Retrieves flowlines or indexed data along the single upstream path following the
mainstem of the river network.

Upstream with Tributaries (UT)

Retrieves all upstream tributaries feeding the starting location. In dendritic networks, this mode can return a large number of stream segments.

Downstream Mainstem (DM)

Follows the primary downstream path from the starting point. Commonly applied to connectivity analysis and downstream tracing.

Downstream with Diversions (DD)

Includes downstream branches, such as diverted flow paths.
This captures more complex hydrologic structures where the river splits.


Example Navigation URLs

Because the NLDI is indexed to catchments, navigation results may include flowlines slightly upstream or downstream of the exact point that appears to define the starting location.

Retrieve flowlines 150 km upstream along the mainstem from an NWIS gage:

https://api.water.usgs.gov/nldi/linked-data/nwissite/USGS-05428500/navigation/UM/flowlines?f=json&distance=150

Find all Water Quality Portal sites within 50 km downstream (with diversions):

https://api.water.usgs.gov/nldi/linked-data/nwissite/USGS-05428500/navigation/DD/wqp?f=json&distance=50

The trimStart Parameter

By default, navigation returns whole NHDPlus reaches, so the first flowline in the result may extend upstream or downstream of the starting feature’s actual position on the reach.
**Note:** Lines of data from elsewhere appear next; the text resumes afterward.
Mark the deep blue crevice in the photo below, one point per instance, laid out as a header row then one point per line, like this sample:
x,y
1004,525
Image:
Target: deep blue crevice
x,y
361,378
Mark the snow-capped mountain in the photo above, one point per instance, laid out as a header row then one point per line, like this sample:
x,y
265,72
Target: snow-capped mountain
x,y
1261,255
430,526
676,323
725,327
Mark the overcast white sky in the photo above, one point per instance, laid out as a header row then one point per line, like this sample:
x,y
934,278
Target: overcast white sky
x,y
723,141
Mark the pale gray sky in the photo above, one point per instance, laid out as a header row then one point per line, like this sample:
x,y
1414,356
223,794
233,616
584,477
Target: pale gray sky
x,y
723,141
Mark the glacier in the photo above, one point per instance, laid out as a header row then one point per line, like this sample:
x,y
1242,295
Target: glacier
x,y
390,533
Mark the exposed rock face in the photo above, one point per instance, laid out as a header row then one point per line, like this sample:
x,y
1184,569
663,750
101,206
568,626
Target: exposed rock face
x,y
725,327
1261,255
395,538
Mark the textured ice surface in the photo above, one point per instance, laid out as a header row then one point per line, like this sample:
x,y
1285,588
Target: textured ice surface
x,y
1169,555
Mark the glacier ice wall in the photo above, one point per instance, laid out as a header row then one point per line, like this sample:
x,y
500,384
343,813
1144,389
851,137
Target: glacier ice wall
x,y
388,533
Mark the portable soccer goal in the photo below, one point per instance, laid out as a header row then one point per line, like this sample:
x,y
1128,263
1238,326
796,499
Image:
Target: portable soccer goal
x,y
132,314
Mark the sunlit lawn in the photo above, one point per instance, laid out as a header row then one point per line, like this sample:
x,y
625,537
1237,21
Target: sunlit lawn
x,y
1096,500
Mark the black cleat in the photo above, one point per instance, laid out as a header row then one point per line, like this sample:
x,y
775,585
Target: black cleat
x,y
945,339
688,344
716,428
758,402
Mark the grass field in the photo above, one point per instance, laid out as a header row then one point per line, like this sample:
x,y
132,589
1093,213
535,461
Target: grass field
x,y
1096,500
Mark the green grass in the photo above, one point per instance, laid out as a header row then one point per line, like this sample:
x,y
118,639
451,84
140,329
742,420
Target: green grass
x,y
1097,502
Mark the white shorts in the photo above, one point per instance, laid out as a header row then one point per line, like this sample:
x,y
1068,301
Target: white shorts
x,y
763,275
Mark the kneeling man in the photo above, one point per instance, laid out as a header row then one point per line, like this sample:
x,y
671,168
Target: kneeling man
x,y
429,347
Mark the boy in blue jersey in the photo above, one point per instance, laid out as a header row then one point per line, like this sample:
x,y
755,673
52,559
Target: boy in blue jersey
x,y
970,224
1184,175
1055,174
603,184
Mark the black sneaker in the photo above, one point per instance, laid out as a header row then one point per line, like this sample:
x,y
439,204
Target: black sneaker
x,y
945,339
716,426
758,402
The trimStart parameter trims the first flowline so it begins at the feature’s linear-reference location:

.../navigation/UM/flowlines?f=json&distance=100&trimStart=true

trimStart is available on the flowlines data source for all feature sources except comid. Using trimStart=true with a comid starting feature returns a 400 error because comid features represent entire reaches rather than point locations.


Additional Considerations

  • Navigation results include feature IDs from the chosen dataSource. For example, selecting nwissite returns all upstream or downstream NWIS sites reachable within the specified navigation mode and distance.

  • Linked data returned through navigation may not always lie on the main flowpath — features are indexed by catchment membership, so off‑flowpath points can appear.

  • Navigation endpoints also accept excludeGeometry=true to return feature properties without geometry, which can significantly reduce response size when only attributes are needed.

  • To discover available data sources for a navigation mode, request the navigation mode without specifying a data source:

    /linked-data/{featureSource}/{featureID}/navigation/{mode}?f=json
    

    The response lists all data sources (including flowlines) available for that navigation.

  • See the Swagger UI for the complete parameter reference.

  • See Client Libraries for Python (PyNHD) and R (dataRetrieval, nhdplusTools) examples covering all navigation modes.